In our high-tech age, it’s sometimes easy to forget the consequences of our choices when everything is available at the click of a mouse or the touch of a keyboard.

The Box is a cautionary tale, adapted from the short story Button, Button by Richard Matheson, about a family living in 1970s suburban America who are faced with a terrible moral dilemma.

The repercussions of an apparently simple decision only become clear once the choice is made, by which time it is too late to backtrack on a life-altering proposition.

Writer-director Richard Kelly, who gained cult status with Donnie Darko, demands another gargantuan suspension of (dis)belief here as the narrative careens from the sublimely twisted to the ridiculous.

Norma Lewis (Diaz) and her husband Arthur (Marsden) are woken early one morning by the chimes of their doorbell.

Opening the front door, Norma discovers a brown paper-wrapped parcel: inside is a wooden box housing a bright red button and a note bearing the instructions: “Mr Steward will call upon you at 5pm.”

Sure enough, at the agreed time, when only Norma is home, the horribly disfigured Arlington Steward (Langella) makes his entrance and sets out a tantalising proposition.

If the Lewises push the red button in the next 24 hours, someone they don’t know will die and they will collect one million dollars. If they don’t push the red button, the box will be taken away and they get nothing.
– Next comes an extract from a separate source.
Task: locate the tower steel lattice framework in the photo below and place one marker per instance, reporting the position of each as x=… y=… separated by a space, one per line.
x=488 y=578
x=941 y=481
While school teacher Norma and NASA engineer Arthur agonise over their decision, fate deals them both cruel blows.

With the clock ticking and their cosy existence suddenly in jeopardy, they must think hard about Steward’s horrifying proposal - not only for themselves, but also for their 13-year-old son Walter (Oz Stone), who is understandably curious about the parcel.

“You sure do ask a lot of questions,” laughs Norma. “And you’re avoiding them,” retorts the boy astutely.

The Box is another perplexing cinematic mind-game from Kelly, capturing the same sense of bewilderment and foreboding as Donnie Darko, albeit on a much larger budget.

Diaz wrings every drop of emotion from her fiercely-protective mother, who is just as disfigured as Steward after a freak accident, while Marsden adopts a more reactive role, caught in a web of intrigue which seems to involve the family’s babysitter Dana (Jacobs).